People have used machine learning in trading for decades. Hedge funds, high-frequency trading shops and sole traders use all sorts of strategies, from Bayesian statistics to physics related strategies.
In my final project for Udacity’s Machine Learning Nanodegree, I investigating using machine learning in trading stocks, specifically to predict British Petroleum (BP) stock prices on the London Stock Exchange (LSE) for a 7-day period. E.g. if I gave you 10 days of stock data (and possibly some other publicly known information) leading up till today Mon 17 Oct 2016, the model should predict stock prices for the next 7 trading days (Tues-Fri, then Mon-Wed).
My project report includes a detailed breakdown of the problem statement, datasets used, data exploration, creation and implementation of the model, evaluation and some final comments. In this post, I’ve included excerpts from five sections:
- Why trading is an interesting domain for machine learning
- Datasets used
- Implementation Summary
- Interesting Aspects of the Project
- Difficult Aspects of the Project
- Firstly, there are many non-engineered features. If we include only equities, we already have over 10,000 equities globally. That makes for at least 10,000 potential non-engineered features.
- Secondly, there are many datapoints. Even access to only daily trading information gives us 30 years * 365 days = over 10,000 datapoints for each of many stocks. (This is only an estimate because trading does not take place on Sundays in all non-Israeli exchanges.) If we were to look at intraday figures, there’s even more data: in January 2009, an average of 881,609 trades were made per day in equities on the London Stock Exchange (Source: LSE Group).
- It is also interesting because research in machine learning and statistics has affected how markets behave.
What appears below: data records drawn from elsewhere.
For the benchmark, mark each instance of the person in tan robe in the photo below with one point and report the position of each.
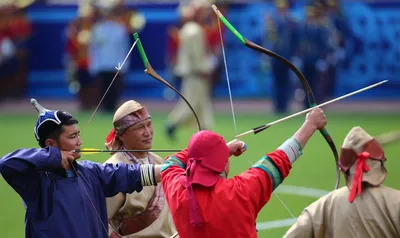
(362, 208)
(144, 214)
(195, 65)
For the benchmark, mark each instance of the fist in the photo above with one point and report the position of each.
(67, 157)
(236, 147)
(316, 118)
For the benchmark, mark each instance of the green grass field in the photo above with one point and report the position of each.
(315, 169)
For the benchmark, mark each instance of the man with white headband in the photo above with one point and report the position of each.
(144, 214)
(64, 198)
(362, 208)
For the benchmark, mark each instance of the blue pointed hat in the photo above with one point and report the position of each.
(48, 121)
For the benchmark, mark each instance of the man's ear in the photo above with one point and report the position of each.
(51, 142)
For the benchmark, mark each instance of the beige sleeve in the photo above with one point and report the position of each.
(302, 228)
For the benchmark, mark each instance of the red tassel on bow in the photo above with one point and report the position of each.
(110, 138)
(361, 167)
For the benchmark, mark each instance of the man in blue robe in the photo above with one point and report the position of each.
(64, 198)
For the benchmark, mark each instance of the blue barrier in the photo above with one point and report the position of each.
(378, 26)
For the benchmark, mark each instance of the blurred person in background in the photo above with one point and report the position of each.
(282, 32)
(144, 214)
(132, 19)
(204, 203)
(362, 208)
(8, 64)
(104, 56)
(15, 31)
(314, 48)
(20, 29)
(79, 33)
(195, 63)
(63, 197)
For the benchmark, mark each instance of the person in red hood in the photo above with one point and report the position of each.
(204, 203)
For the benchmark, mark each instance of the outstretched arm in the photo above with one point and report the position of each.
(264, 176)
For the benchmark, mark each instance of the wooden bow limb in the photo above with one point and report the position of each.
(263, 127)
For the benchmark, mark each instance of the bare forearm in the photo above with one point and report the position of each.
(304, 133)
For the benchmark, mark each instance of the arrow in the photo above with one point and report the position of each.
(90, 151)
There is no strategy or algorithm that will solve this problem or remain forever ‘optimal’ – if a profitable strategy is found, it may be copied by other people and so be priced in or it may be fought against or taken advantage of. This is more relevant to high-frequency trading than daily trading but nonetheless has an impact.
There is one primary dataset for this project and two supplementary datasets.
- The primary dataset is a CSV with all the daily stock prices from 1977 for stocks listed on the the London Stock Exchange. This dataset was downloaded from Quandl.
- The first supplementary dataset is a spreadsheet listing the stocks currently listed on the London Stock Exchange with information such as what each listed company’s stock symbol is and which sector they belong to. This spreadsheet was downloaded from the London Stock Exchange website.
- The second supplementary dataset is a CSV with Open, High, Low, and Close data for the FTSE100 from April 1, 1984 to Sept 9, 2016. This data was scraped from Google Finance and is used for feature engineering.
Initially we used a linear regression only on BP stock prices from the past 7 days, which produced impressive results, with 7-day predictions having a root mean squared percentage error of 5.4%.
In this initial iteration, we perfomed the following steps: 1. Import data (CSV) and format it as a Pandas Dataframe 2. Create features dataframe: Select features we wanted to use and put it into a separate dataframe 3. Create target dataframe (Prices for 7 days following the last date provided in the features). 4. Split into training and testing sets. (No shuffle because we are dealing with time series data.) 5. Train chosen classifier. 6. Predict test target. 7. Evaluate test target and print evaluation metrics.
After the initial iteration, I then repeated the process firstly with different classifiers (altering parameters, tried SVM regression) and then with new features (more days’ worth of data, GAIA data, FTSE data).
I then chose the model with the lowest mean root mean squared percentage error, which was a Linear Regression classifier trained on 7 days of BP and FTSE data (Close, max High and min Low prices. Adjusted for BP, not adjusted for FTSE).
- Coming up with new features from scratch as opposed to selecting them from a given set. This resulted in much analysis paralysis because the universe of possible features is so large.
- Collating data from different sources. I wanted to use FTSE prices that weren’t in the Quandl database I downloaded, so I wrote a Python script to scrape the data from Google Finance. I then had to combine this data with the BP price data. This was made more tedious because there were missing data values when I joined the two dataframes by dates, so I also had to proxy data values.
- A simple model turned out to be better than several more complex models. E.g. Linear Regression did better than SVM regression, and adding GAIA features or increasing the number of days’ worth of data we considered both made increased RMS percentage error.
- It was hard selecting the algorithm to use for this problem.
- It seemed as though any regression algorithm could work – and there are so many of them! I dealt with this by (1) first implementing an SVM regression to get the code to implement the algorithm down on the page so things would feel more concrete. Then I (2) chose the simplest algorithm that seemed to fit the problem and tried that.
- I was also conflicted as to whether or not I should use reinforcement learning. On the one hand there are profits that can act as rewards, but on the other hand trading would not impact the environment.
- Putting different features together in a dataframe took effort.
- Different stocks or indices had data for different dates (e.g. some had data for 1984-04-20, some didn’t). I had to find these differences and decide what to do with missing data.
- There were many possible features.
- The project just got longer and longer and I hadn’t even looked through half of the features I wanted to investigate or tried different algorithms. I decided to test out only a few features in this exploratory study and leave the rest for another study.